# What to do about wheels??



## circa1939 (Oct 11, 2010)

So I'm not able to afford restoring my wooden rims right now and buy new spokes, wheels, etc.  Any idea what I can do for wheels for the meantime to be able to enjoy my bikes right now till I have some extra cash to throw at them??

Thanks guys!!

(...and no, not "sell them" either! hahaharolleyes:


----------



## Andrew Gorman (Oct 11, 2010)

Not a lot of cheap options aside from putting on a set of skinny 27" rims off of a 1970's bike.  English size 28" rims could come off of a Flying Pigeon/India made or British roadster.  29-r mountain bike rims are unfortunately kind of expensive.


----------



## twowheelfan (Oct 12, 2010)

i think that you will need to do as everyone else did. take a set of 26" balloon tires with the skip tooth hub and just do the swap.
it will give you a big gap in around the fender area, kind of an eyesore, but at least you can pedal it around! save the money up and get the rims rebuilt.
i built a set of 700c rims with a ND model C hub and Schwalbe 40x622 (28x1.5) tires to use as rider wheels. i just move that set around until i get the parts to restore the wood ones.


----------



## Adamtinkerer (Oct 12, 2010)

Someone, I think over on Rat Rod Bikes, found some 27 x 1 3/8" tires, they look really good on the older 28" bikes. I bought a set of Flying Pigeon wheels for one of mine.


----------



## circa1939 (Oct 12, 2010)

Yeah i steer clear of the rat rod bike thing so I would have never seen that post, but thank you very much for the heads up on the idea.  Rat rodding a bike is a backwards sort of notion,...I've seen what some people have done with great old bikes from the 1930s and older, destroying a perfectly good bike in the name of "cool",.... which in and of itself, is simply not "cool."  

Again, thanks guys...!


----------



## sam (Oct 13, 2010)

Hard to find but not impossable is to get old Canadian rims from the 30s.They are steel 700s in 36 hole size that "look" good on old single tube bikes.And single tube or wood rimed bikes did also come with steel single tube rims.The Canadian rims look like the english 28s and infact the set I have were mare in england.Painted they look great--sam


----------



## DonChristie (Oct 13, 2010)

How bad are your original rims? What type of rebuilding is necessary?


----------



## circa1939 (Oct 13, 2010)

schwinndoggy said:


> How bad are your original rims? What type of rebuilding is necessary?
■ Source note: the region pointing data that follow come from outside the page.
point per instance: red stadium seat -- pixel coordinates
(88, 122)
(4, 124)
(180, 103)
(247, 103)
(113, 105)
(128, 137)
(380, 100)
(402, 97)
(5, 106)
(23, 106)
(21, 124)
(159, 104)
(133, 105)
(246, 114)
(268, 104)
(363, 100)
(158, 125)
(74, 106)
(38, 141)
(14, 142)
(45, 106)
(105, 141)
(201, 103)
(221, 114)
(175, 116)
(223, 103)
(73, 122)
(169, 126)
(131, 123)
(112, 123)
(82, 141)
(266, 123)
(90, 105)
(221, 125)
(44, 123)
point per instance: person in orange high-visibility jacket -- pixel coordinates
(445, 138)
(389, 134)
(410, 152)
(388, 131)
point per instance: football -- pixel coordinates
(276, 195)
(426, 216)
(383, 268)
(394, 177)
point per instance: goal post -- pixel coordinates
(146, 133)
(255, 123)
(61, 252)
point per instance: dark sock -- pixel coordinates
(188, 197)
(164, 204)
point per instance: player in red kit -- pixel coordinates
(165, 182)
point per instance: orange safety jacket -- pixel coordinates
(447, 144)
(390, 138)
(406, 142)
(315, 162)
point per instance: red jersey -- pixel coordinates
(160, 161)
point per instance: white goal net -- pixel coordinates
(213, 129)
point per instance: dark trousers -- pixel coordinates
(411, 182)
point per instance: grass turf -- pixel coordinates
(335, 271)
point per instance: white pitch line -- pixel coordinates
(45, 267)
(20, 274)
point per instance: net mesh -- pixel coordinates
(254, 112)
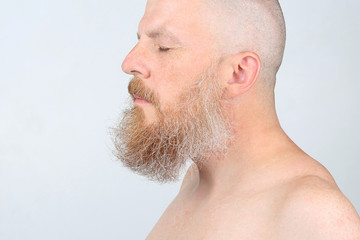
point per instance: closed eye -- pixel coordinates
(163, 49)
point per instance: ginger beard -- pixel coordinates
(195, 129)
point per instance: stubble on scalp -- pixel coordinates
(196, 129)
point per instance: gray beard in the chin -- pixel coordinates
(196, 130)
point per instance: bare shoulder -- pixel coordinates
(315, 208)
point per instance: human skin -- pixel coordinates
(264, 187)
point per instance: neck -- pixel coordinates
(258, 143)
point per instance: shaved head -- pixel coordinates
(250, 25)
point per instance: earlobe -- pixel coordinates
(245, 70)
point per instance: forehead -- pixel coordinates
(186, 19)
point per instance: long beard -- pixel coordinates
(196, 130)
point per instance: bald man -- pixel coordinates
(203, 83)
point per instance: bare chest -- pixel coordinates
(223, 220)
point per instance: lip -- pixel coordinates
(139, 100)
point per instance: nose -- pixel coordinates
(135, 63)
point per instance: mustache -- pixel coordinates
(137, 87)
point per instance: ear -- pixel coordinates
(242, 73)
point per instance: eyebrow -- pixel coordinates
(161, 32)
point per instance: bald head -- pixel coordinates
(250, 25)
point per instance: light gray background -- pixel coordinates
(61, 88)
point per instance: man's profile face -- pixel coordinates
(177, 112)
(172, 52)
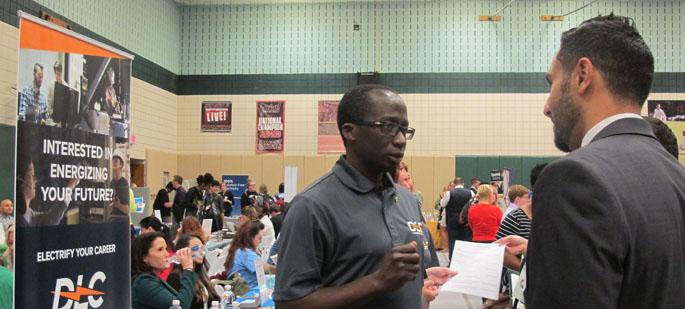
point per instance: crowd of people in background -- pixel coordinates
(334, 255)
(180, 233)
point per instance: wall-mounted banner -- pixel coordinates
(216, 117)
(672, 112)
(270, 126)
(72, 170)
(329, 135)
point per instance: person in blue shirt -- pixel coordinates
(244, 252)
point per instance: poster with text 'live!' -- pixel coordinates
(72, 170)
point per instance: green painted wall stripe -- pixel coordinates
(152, 73)
(401, 82)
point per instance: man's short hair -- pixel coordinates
(664, 135)
(616, 49)
(535, 172)
(355, 104)
(178, 179)
(207, 178)
(517, 191)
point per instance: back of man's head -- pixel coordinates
(355, 104)
(616, 49)
(517, 191)
(664, 135)
(178, 179)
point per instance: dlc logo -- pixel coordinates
(73, 294)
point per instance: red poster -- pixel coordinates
(270, 126)
(329, 135)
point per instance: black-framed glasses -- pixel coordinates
(389, 128)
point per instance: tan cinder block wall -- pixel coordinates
(168, 137)
(9, 44)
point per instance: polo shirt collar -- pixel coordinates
(355, 180)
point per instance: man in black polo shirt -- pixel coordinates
(350, 239)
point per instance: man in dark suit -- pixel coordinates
(609, 218)
(454, 201)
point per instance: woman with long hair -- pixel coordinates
(485, 217)
(204, 291)
(191, 225)
(149, 258)
(244, 252)
(152, 225)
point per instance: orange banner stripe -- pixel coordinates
(35, 36)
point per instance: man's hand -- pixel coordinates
(440, 275)
(400, 265)
(515, 244)
(429, 291)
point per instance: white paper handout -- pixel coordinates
(480, 269)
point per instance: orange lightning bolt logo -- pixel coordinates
(80, 291)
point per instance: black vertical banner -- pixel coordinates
(270, 126)
(72, 195)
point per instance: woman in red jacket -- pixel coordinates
(484, 217)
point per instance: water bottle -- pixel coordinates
(196, 252)
(175, 304)
(227, 297)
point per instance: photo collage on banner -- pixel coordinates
(216, 117)
(72, 171)
(329, 140)
(270, 126)
(672, 113)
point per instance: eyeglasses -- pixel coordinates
(389, 128)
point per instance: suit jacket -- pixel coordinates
(608, 225)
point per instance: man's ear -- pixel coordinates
(350, 131)
(583, 74)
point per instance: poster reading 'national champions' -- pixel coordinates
(270, 125)
(72, 171)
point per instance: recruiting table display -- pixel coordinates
(72, 170)
(236, 184)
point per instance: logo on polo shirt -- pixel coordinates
(415, 227)
(74, 293)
Well, the one is a bit out of round and warped a bit.  All spokes are shot and stretched out on both wheels.  Need refinishing.
My wife's bicycle has metal clad rims,...good shape could probably use either a good once-over on a truing stand or possibly new spokes.


----------



## DonChristie (Oct 13, 2010)

Maybe the old rims can be used. Spokes dont stretch, rather the nipple loosens. Warps and bends are fixed by tightening said nipples. Is the bike original paint/patina? Are the rims 28 inch? Do you have tires? I would rather fix the old stuff. Theres a reason it is still with us, made with quality. Just my .002 cents


----------



## sam (Oct 13, 2010)

"Spokes dont stretch"--this is true(they snap)
"rather the nipple loosens"---does not always apply to wood rims(sometimes the nipple diggs into the wood)
"Warps and bends are fixed by tightening said nipples"--again with wood does not always work this way.Sometimes with wood you have to tru the rim and let the spokes "hold" it in place rather than try and pull it in place.
"Theres a reason it is still with us, made with quality. Just my .002 cents" ---very well said---sam


----------



## circa1939 (Oct 13, 2010)

schwinndoggy said:


> Maybe the old rims can be used. Spokes dont stretch, rather the nipple loosens. Warps and bends are fixed by tightening said nipples. Is the bike original paint/patina? Are the rims 28 inch? Do you have tires? I would rather fix the old stuff. Theres a reason it is still with us, made with quality. Just my .002 cents




Seems as though the nipples are tighted up nearly all the way to the bottoms of the threads though???  On most of the spokes anyway??
Bike has original paint, no head badge so its a mystery I've been trying to resolve to some degree!
Rims are 28"  Have tires on it now, but they're ready to pop!  One has a hell of a bulge on the side!  
I'd much rather have the original stuff as well,... not very keen on using new personally,... was made better, has more character and its history in and of itself speaks volumes!
Unfortunately my pocketbook does not speak volumes to match though  
We're saving up for our first baby who's due this January,... so nearly all our cash is going towards the tyke and a home!


----------



## circa1939 (Oct 13, 2010)

sam said:


> "Spokes dont stretch"--this is true(they snap)
> "rather the nipple loosens"---does not always apply to wood rims(sometimes the nipple diggs into the wood)
> "Warps and bends are fixed by tightening said nipples"--again with wood does not always work this way.Sometimes with wood you have to tru the rim and let the spokes "hold" it in place rather than try and pull it in place.
> "Theres a reason it is still with us, made with quality. Just my .002 cents" ---very well said---sam




Hmmmm,.... I'll have to look,... maybe the nipples have dug in then,.... that would make more sense to what I've experienced here with this bike.


----------